Kendi Köşemde Usul Usul


Sen artık yazsana, dedi. 
Yazıyorum ya, dedim.
Böyle değil, sadece okuyacaklar için yaz, dedi.

İlk kez o dememişti, ama onun deyişi tesir etti.

Ona kalırsa, yazacaklarımı okumak isteyen çok olurmuş.
Bana kalırsa, "kırmızı mercimek çorbası tarifi" kadar iddiasız ve sıradan şeylerden söz açıyorum. İster acıya dair olsun isterse coşkuya...

Belki sıradanlığın sadeliğini okumak isteyenler vardır gerçekten, onun tahmin ettiği gibi, bunca şatafat aleminde.

Bu kez söz dinleyip, bir kenarda usul usul yazacağım. Siz belki bir süre göremeyeceksiniz hepsini. Çoğunu. 

Ve bir yandan da hepimiz için daha iyi olacak belki böylesi.

Yakın uzak, çokça tanıdıktan "sen yazdıkça benim acım geliyor aklıma, seni okudukça sönmüş ateşim harlanıyor içimde" sözleri işittim son bir ayda.

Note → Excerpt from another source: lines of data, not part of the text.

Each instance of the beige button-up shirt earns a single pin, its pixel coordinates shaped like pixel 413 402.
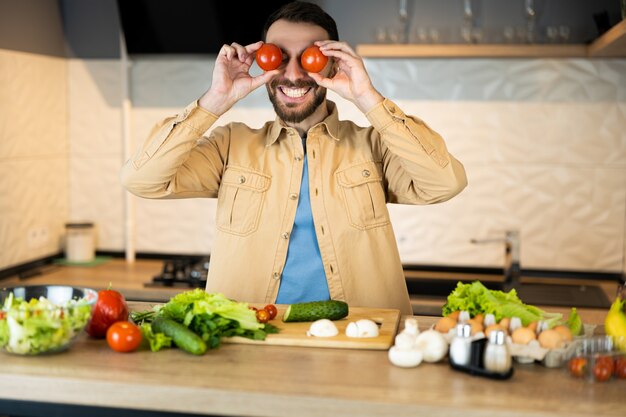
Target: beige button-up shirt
pixel 256 173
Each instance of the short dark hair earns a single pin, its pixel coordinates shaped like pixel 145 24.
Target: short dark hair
pixel 303 12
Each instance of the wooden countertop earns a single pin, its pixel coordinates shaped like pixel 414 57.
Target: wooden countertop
pixel 258 380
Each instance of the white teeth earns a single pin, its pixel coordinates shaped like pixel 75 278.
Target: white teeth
pixel 294 92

Bir kaybın ardından dökümü başlayan hayata dair muhasebeyi kamusal alanda yapınca, aynı patikadan geçmişlerin ya da geçişi sürenlerin his dünyasını izinsizce tetiklemiş oluyorum, istemeden.

Ben, iyisi mi, kendi köşemde, yavaş yavaş, kimseye değmeden tutayım içimdeki özgürleştirici günceyi. Sizinle de burada yine gündelik işlerden, gülüp öfkelenmelerden söz açalım. Benim heybem dolunca, gerçekten ihtiyacı olanlar, rızalarıyla tanıklık ederler belki yazdıklarıma. Kim bilir?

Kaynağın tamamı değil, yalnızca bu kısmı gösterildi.